Freelancer ne parvenait en effet à convaincre vraiment aucun des deux clans sus-nommés. Certains lui reprochaient un manque de profondeur dans la simulation alors que les autres pestaient contre un maniement à la souris bien incapable de leur faire ressentir la moindre tension même au plus fort de la bataille. Alors que cet essai moyennement convaincant des frères Roberts avait déjà eu toutes les peines du monde à voir le jour, les éditeurs semblent tout simplement bouder le genre de la simulation spatiale et c'est donc d'une petite équipe allemande que la surprise est venue avec ce X2, sur le papier particulièrement ambitieux.
C'est l'histoire d'un mec
Contrairement à ce que l'on pourrait croire en France, X2 : The Threat n'est pas tout à fait un coup d'essai pour les petits gars d'EgoSoft qui ont déjà signé il y a quelques années un certain X : Beyond The Frontier. Plutôt bien apprécié en Allemagne et au Royaume-Uni, le jeu s'était d'ailleurs vendu à quelques 150.000 exemplaires, de quoi pousser les développeurs à se remettre au travail. X2 : The Threat ne doit cependant pas être considéré comme une vraie suite à X : Beyond The Frontier. Les scénarios ne sont absolument pas liés l'un à l'autre et le joueur y incarne un personnage complètement différent du nom de Julian Garda. Alors que celui-ci vient d'être condamné à une peine de cinq ans de prison, il est conduit au près d'un dénommé Ban Danna, cadre de la puissante firme TerraCorp. Ce dernier connaît bien le parcours de Garda et en dehors de ses "états de service" en contradiction avec la loi, il a surtout repéré les excellentes aptitudes de pilote du jeune homme. En lieu et place d'un séjour au fond d'un cachot, il propose donc à notre Julian un petit marché : si ce dernier accepte de voler pour lui et remplir quelques petites missions, il pourra rester libre.Julian accepte évidemment sans hésiter la proposition et peut alors prendre place dans le premier vaisseau du jeu : un Argon Discoverer, appareil de classe M5 peu puissant mais très maniable et plutôt rapide.
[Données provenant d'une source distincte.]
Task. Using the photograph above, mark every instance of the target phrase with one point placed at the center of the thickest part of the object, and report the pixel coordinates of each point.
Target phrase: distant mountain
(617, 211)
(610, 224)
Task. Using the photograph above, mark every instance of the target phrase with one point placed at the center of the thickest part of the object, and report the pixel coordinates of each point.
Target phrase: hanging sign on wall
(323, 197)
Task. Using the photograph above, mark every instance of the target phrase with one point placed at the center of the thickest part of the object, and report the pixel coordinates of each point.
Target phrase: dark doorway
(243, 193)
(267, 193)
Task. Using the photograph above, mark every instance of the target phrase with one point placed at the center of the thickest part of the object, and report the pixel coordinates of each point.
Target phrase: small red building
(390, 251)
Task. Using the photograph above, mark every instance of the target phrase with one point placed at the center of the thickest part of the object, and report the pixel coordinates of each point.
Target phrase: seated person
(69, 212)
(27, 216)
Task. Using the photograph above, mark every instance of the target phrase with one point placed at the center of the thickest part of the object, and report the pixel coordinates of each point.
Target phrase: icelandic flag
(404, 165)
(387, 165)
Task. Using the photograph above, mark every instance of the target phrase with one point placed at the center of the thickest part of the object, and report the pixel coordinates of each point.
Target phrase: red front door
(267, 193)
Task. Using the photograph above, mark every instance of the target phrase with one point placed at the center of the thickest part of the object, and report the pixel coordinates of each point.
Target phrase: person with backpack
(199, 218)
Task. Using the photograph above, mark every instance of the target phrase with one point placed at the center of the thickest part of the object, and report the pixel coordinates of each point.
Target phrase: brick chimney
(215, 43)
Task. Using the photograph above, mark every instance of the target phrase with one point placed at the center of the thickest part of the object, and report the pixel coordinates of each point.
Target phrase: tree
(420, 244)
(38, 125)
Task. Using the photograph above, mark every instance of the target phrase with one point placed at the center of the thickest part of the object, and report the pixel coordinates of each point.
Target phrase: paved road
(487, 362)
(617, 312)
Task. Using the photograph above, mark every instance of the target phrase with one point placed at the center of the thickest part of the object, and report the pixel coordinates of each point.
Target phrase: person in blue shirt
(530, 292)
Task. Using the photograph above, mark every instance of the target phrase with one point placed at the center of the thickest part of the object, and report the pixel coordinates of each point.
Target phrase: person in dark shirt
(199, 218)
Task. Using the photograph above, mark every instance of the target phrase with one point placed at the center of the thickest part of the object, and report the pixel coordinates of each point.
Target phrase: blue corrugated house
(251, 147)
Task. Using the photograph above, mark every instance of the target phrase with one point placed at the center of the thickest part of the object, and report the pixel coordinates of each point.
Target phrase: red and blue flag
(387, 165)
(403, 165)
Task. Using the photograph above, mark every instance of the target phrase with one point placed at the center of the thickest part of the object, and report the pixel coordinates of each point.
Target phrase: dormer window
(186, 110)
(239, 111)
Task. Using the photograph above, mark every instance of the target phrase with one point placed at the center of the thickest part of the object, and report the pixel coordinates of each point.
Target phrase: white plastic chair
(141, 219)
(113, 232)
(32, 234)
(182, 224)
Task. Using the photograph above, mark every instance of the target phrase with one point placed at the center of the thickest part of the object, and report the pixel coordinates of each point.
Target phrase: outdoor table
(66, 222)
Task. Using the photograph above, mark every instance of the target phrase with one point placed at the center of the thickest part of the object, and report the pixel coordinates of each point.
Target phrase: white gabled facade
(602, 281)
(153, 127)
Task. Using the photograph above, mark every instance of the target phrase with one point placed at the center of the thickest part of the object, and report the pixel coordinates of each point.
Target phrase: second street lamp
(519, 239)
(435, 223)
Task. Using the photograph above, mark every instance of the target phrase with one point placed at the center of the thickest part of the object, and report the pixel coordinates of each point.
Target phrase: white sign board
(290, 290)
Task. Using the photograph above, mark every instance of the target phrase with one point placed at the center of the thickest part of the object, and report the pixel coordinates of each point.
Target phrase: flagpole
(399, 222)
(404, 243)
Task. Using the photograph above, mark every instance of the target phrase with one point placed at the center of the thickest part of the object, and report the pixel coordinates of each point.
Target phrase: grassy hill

Cet embarquement s'accompagne d'un objectif tout à fait basique qui constitue en réalité la première place d'un scénario de longue haleine mais hélas pas particulièrement passionnant. On reste très loin de ce que pouvait proposer un bon vieux Privateer mais et c'est un changement particulièrement appréciable après la pénible linéarité de Freelancer, le scénario est en réalité parfaitement facultatif. Il faut en effet savoir qu'à aucun moment le jeu ne vous oblige à remplir telle ou telle mission pour avoir le droit d'aller plus loin. A la manière de ce que l'on trouvait avec Fontier : First Encounters (Elite 3), le joueur est libre de suivre la voie qui lui convient même si de temps à autres les développeurs ont intégré de petits commentaires destinés à guider les moins aguerris d'entre nous : le scénario principal ne vous intéresse pas ? Qu'à cela ne tienne, les carrières de marchand, de pirates, de chasseur prime ou bien encore d'entrepreneur s'offrent à vous !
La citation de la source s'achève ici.